The Wairarapa lies wrecked off Miner's Head, Great Barrier Island. (NZ Herald Archive)
About midnight on October 29, in thick fog and heavy seas, the 1700-tonne steamer Wairarapa with 251 people on board struck rocks at the foot of a cliff on Great Barrier Island.
Soon after impact, with panicky passengers rushing on deck, the ship began to founder and a big wave washed several people overboard.
Others climbed on the rigging where they were to remain for 12 hours and some gathered near the wheelhouse but were swept to their deaths when another big wave struck about 4am.
The dead totalled 121, but amid all the tragedy, the survivors had many stories to tell of bravery and selfless sacrifice.
The second engineer, J.W. Dunlop, and a passenger, Thomas Roberts, both saved women from drowning. A stewardess, Miss McQuaid, gave up her life jacket - and her life - in a vain attempt to save a young child. And steerage passenger John Madden rescued six others by throwing them a line from the aft rigging.

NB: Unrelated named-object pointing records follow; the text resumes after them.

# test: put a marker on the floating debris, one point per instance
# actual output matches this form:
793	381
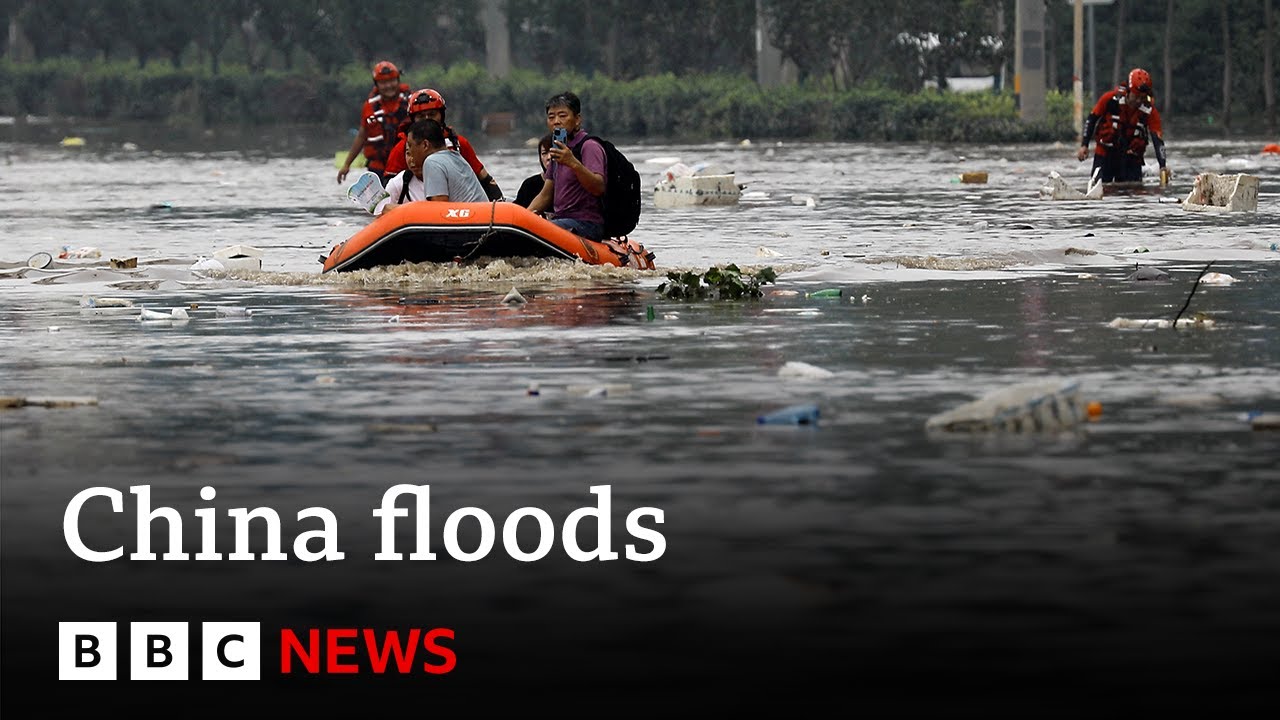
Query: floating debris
1160	323
1216	278
803	370
410	428
1147	274
790	415
17	401
1033	406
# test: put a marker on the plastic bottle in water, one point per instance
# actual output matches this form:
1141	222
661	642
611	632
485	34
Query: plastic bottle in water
791	415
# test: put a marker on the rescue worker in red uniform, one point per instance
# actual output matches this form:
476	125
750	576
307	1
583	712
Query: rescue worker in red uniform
380	118
429	104
1124	122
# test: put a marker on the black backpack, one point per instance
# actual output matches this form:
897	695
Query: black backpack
621	196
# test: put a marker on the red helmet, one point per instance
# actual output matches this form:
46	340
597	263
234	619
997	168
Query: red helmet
385	71
1139	80
425	99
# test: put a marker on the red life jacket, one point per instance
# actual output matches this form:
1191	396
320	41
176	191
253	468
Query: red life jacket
382	121
1124	126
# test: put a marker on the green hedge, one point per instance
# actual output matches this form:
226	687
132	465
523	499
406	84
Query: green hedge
663	106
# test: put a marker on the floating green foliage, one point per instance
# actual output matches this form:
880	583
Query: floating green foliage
721	282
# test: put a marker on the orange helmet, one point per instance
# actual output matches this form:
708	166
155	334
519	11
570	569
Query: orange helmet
425	99
385	69
1139	80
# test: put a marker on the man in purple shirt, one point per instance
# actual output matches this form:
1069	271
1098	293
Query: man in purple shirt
574	182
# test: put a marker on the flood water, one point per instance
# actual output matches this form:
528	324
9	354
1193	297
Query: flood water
1139	546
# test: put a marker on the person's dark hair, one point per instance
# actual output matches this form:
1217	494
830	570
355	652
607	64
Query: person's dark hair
566	100
428	130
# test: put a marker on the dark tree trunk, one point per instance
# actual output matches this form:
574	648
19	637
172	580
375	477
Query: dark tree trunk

But none was more heroic than steward Burgess Kendall, who managed to swim ashore with a lifeline after two others had tried and failed to beat the power of the surging sea. By the time he made his brave swim, Kendall had been clinging to the rigging for 12 hours, wearing only his pyjamas, so he had to overcome cold and cramp before reaching the rocks with the rope that proved to be the saviour of so many.
"Perhaps no more conspicuous instance could be selected than that of Mr Kendall, the second steward, who, after two others had failed in the attempt, succeeded in getting a rope on shore, by which fifty lives were saved," said the Herald, commenting on a campaign to have his bravery officially acknowledged.

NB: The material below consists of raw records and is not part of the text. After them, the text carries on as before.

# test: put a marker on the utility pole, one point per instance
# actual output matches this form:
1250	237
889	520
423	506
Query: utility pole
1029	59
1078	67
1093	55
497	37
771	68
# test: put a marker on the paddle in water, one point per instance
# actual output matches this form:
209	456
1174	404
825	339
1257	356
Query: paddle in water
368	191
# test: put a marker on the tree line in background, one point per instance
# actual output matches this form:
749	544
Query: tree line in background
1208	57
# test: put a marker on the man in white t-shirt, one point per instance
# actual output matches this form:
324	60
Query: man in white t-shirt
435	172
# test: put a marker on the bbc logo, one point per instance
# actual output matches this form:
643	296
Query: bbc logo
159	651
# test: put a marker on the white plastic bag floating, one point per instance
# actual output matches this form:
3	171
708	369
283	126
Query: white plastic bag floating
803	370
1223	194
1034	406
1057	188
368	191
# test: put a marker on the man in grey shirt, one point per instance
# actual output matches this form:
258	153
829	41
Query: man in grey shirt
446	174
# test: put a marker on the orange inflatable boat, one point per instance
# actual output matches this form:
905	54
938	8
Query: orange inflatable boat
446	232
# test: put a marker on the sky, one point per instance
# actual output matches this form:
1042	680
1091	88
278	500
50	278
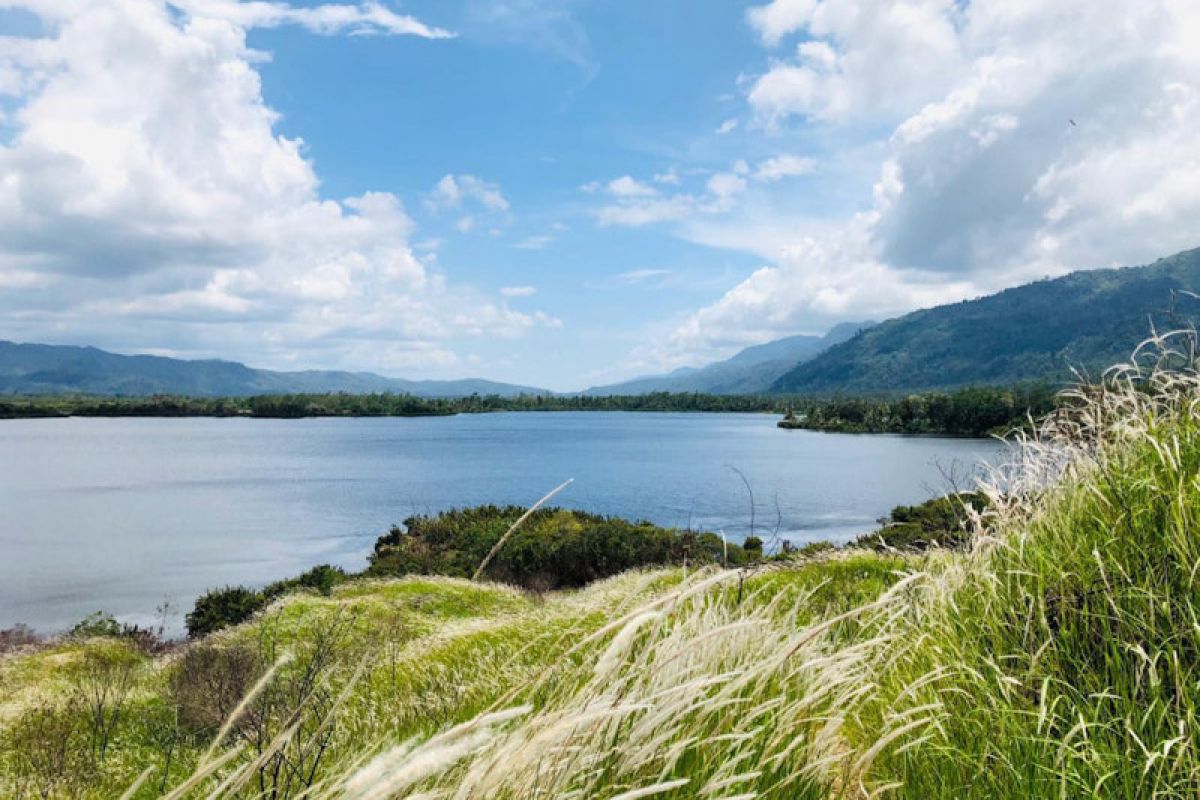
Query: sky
564	193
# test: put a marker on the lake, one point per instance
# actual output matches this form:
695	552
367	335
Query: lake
121	515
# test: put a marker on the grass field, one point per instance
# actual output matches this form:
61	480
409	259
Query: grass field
1059	657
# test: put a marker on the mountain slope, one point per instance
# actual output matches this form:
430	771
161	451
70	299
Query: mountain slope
54	370
1087	320
751	371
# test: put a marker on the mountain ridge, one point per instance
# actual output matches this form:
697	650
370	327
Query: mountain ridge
1087	319
30	368
750	371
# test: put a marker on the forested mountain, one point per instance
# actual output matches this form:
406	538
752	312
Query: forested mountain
751	371
1039	331
54	370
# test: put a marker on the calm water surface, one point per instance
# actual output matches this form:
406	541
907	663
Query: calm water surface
120	515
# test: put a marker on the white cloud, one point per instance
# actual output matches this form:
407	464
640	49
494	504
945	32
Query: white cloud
453	191
534	242
627	186
145	198
327	19
864	56
726	185
780	167
641	276
635	204
984	181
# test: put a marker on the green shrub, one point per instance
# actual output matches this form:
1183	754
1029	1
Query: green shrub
321	578
940	522
219	608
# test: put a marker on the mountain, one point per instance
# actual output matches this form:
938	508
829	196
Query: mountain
55	370
1039	331
751	371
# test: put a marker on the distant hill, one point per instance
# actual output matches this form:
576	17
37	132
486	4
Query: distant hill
1089	320
751	371
57	370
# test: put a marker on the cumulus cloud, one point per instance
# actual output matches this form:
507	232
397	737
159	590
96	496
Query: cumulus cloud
147	199
534	242
780	167
635	204
1023	139
453	191
327	19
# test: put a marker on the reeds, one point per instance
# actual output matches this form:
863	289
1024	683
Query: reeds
1059	657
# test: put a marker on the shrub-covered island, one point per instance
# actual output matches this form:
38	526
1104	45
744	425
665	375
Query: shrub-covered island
1053	655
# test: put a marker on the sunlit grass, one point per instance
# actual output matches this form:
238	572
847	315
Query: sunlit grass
1060	657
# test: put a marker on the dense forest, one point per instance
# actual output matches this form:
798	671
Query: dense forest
553	548
1041	331
378	404
969	413
976	411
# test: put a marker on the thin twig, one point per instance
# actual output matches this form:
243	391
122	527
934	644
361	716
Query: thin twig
498	545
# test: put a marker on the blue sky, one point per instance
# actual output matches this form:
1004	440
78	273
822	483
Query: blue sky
564	193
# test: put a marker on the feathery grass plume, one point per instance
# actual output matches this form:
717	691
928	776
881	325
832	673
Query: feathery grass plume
405	765
1057	657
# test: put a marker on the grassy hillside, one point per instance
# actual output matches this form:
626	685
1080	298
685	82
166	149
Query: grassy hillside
1056	659
1087	319
751	371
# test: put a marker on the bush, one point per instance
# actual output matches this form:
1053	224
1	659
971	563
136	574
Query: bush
321	578
209	683
18	636
220	608
99	624
555	548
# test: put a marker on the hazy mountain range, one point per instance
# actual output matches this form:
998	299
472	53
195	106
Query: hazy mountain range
53	370
751	371
1039	331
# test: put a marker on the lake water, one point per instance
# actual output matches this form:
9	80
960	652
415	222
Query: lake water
120	515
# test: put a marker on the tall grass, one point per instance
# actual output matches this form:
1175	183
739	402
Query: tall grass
1060	657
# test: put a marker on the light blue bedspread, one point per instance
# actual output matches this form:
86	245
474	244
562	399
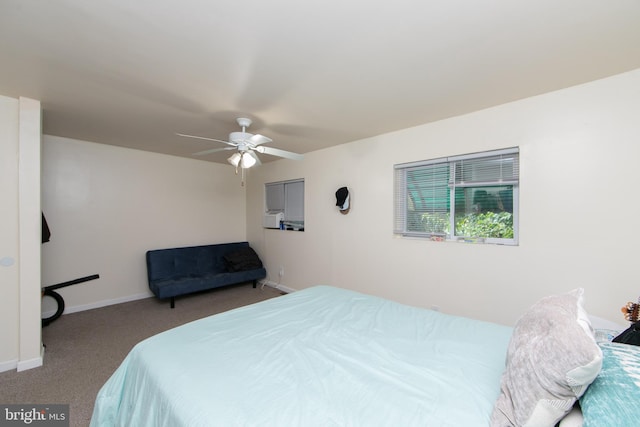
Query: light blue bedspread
319	357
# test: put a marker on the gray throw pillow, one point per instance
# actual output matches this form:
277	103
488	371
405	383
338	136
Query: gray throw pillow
551	360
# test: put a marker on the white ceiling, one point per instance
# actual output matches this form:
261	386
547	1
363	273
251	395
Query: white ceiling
311	74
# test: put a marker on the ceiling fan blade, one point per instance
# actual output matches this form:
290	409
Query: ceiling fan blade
205	138
280	153
213	150
258	139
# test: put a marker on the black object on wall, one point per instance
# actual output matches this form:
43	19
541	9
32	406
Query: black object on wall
46	233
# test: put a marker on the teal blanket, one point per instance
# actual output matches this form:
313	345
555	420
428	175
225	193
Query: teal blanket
319	357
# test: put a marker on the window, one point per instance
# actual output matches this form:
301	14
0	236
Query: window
472	197
287	197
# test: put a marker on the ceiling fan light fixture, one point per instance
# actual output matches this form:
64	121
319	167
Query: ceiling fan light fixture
247	160
235	159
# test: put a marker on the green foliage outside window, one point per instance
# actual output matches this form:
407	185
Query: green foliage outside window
486	224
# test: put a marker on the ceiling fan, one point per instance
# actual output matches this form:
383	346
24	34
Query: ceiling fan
247	145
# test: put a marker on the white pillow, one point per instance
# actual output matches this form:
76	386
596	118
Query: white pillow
551	360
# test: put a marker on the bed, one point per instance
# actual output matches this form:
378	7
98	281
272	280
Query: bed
323	356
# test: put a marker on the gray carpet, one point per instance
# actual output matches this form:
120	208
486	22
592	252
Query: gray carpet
83	349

"The bridge with all those who had crowded upon it had been washed away. Those who were clinging to the fore-rigging were becoming benumbed and weak.
"Many of them would soon have had to let go, and in a short time most of the survivors would have been too weak to have reached the shore, even with the assistance of a rope."

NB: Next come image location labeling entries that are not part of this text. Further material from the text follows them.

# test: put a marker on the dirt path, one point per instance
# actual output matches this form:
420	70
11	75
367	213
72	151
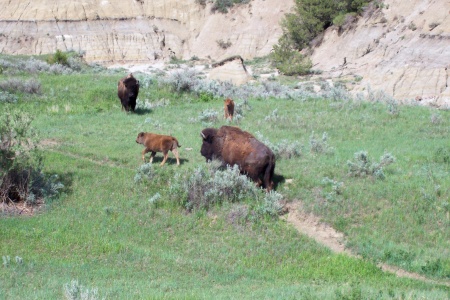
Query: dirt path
326	235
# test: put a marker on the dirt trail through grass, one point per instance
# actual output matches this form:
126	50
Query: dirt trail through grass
326	235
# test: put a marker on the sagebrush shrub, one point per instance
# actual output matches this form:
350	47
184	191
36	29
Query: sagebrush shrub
284	149
183	80
320	145
208	115
7	97
75	291
21	178
211	185
31	86
144	172
362	165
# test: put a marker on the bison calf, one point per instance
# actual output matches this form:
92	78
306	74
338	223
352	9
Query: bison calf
232	146
229	109
158	143
128	90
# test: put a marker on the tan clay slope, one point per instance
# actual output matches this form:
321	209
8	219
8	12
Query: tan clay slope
404	49
116	31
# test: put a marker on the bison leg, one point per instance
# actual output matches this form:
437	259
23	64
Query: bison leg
175	152
143	154
152	155
268	175
166	155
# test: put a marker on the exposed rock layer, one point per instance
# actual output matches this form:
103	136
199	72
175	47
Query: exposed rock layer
112	31
403	49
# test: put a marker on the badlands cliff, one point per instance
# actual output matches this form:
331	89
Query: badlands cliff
402	48
124	31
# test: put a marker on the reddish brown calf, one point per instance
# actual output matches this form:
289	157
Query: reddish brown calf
158	143
229	109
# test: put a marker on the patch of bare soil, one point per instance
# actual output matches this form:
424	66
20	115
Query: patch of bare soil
326	235
19	208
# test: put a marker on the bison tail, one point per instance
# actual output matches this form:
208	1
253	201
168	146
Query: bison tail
176	144
268	175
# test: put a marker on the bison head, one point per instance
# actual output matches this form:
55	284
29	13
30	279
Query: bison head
140	138
207	150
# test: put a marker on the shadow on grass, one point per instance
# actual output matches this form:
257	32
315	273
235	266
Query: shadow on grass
277	179
143	111
170	161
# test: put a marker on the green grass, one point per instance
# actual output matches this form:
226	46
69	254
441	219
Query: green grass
103	232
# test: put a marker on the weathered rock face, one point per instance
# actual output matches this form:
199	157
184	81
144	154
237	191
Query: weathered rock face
403	49
231	69
123	31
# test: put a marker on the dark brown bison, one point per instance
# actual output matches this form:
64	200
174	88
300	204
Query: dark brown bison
128	90
229	109
233	146
158	143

The Herald compared Kendall's bravery with that of David Moore, who swam ashore with a lifeline when the Schiehallion went aground on the Isle of Wight in 1879.
It said that, like Moore, Kendall deserved a Royal Humane Society medal - and he got one, as well as a gold watch presented to him by his fellow stewards.
And now, we acknowledge him as New Zealander of the Year. Without Burgess Kendall, the Wairarapa disaster would have been so much worse.